Fred Griot | bref


voilà que je parle.


bref. rien de nouveau. pas trop se prendre au sérieux.

juste essayer de balbutier tant bien que mal.

ça reste un petit effort dérisoire.

juste enfoncer le clou.


et puis choisir une bonne fois pour toutes : parler ou te taire. à moins que les deux disent tout autant. qui sait.


...


mais tu sais un peu, tout de même, ce que tu cherches à dire. et ça n’est peut-être pas possible.

peut-être même est-ce pour cela que tu continues. que ça se met à parler doucement. que tu essaies de balbutier. pour ce manque.


oui peut-être est-ce bien dérisoire. clownesque, piteux. à tenter comme ça et avec de si grandes chances d’échouer. encore une fois. grotesque. à tenter de causer comme ça. à sortir de ton silence. à tenter de parler. d’être entendu. ensuite, peut-être. peut-être impossible. entendu par qui. par l’autre. le grand autre. le grand méchant autre ?

rester modeste.


pour l’instant écouter d’abord. petitement.

et laisser couler. le temps. habiter le temps coulant.

alors oui. tenter de travailler à ce bas tempo-là. du temps. sur steppe nue froide ventée. longtemps.


avancer. fouiller, fourailler au fond.

au fond fond.

travailler au fond. avoir. avoir des temps.

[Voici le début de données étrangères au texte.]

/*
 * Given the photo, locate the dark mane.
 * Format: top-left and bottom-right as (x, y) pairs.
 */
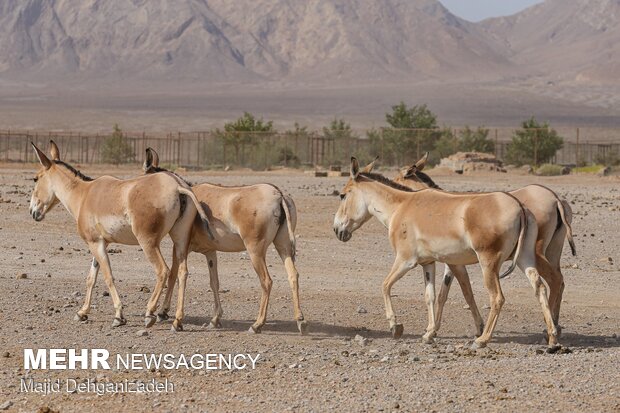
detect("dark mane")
(359, 172), (414, 192)
(144, 165), (194, 186)
(406, 171), (441, 189)
(54, 160), (93, 182)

travailler au temps. avec le temps. travailler au ventre. travailler au ventre le trou. notre béance. notre bouche. la béance de notre bouche. travailler au tempo. à ce tempo-là. à ce bas tempo là du temps.

trouver le ton le timbre.

parler bas.

oui oui.



tenter de parler le plus clair possible. léger, simple, net. limpide, lucide comme une eau de montagne.

basta.

fini les circonvolutions les circonlocutions. les complications. les confusions. éclaircir le trait. dépouiller.

essayer.













c’est le soir donc. à nouveau. encore un. je ne sais plus si je l’ai dit. combien de soirs depuis le début ?













écouter.

écouter au dehors. les bourrasques. la neige. ne pas toujours écouter que la petite voix dedans agitée lancinante. ne pas écouter que soi, la voix, se regardant faire, s’écoutant être…

la délaisser. l’abandonner un peu. la calmer. écouter dehors.

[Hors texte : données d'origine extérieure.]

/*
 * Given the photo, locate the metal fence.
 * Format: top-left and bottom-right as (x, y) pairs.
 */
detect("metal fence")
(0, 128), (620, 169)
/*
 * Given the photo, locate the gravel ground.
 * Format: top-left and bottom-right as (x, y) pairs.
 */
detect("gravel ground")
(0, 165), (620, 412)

ce soir enfin j’entends ce silence. de nouveau. mais je ne sais pas ne pas le dire. et je le dis mal. sans doute.


peut-être. peut-être je n’y arriverai pas.

ne pas le dire alors. se taire.


le silence dehors. suffit. suffit.

écouter dehors fait du silence dedans.

suffit.













il neige.



ça se met à déposer abondamment.


avec le soir.














moi qui parle.

ça doit être moi qui parle.

dans tout ce silence.


il faudrait, oui, il faudrait le laisser parler, « lui  », librement, sans frein, celui qui parle, c’est-à-dire moi, ça doit être moi, ma tête, ma pauvre tête. reprendre où il en est. et le laisser faire. aller. le laisser glisser. le laisser vivre, se répandre, s’épancher. tranquille.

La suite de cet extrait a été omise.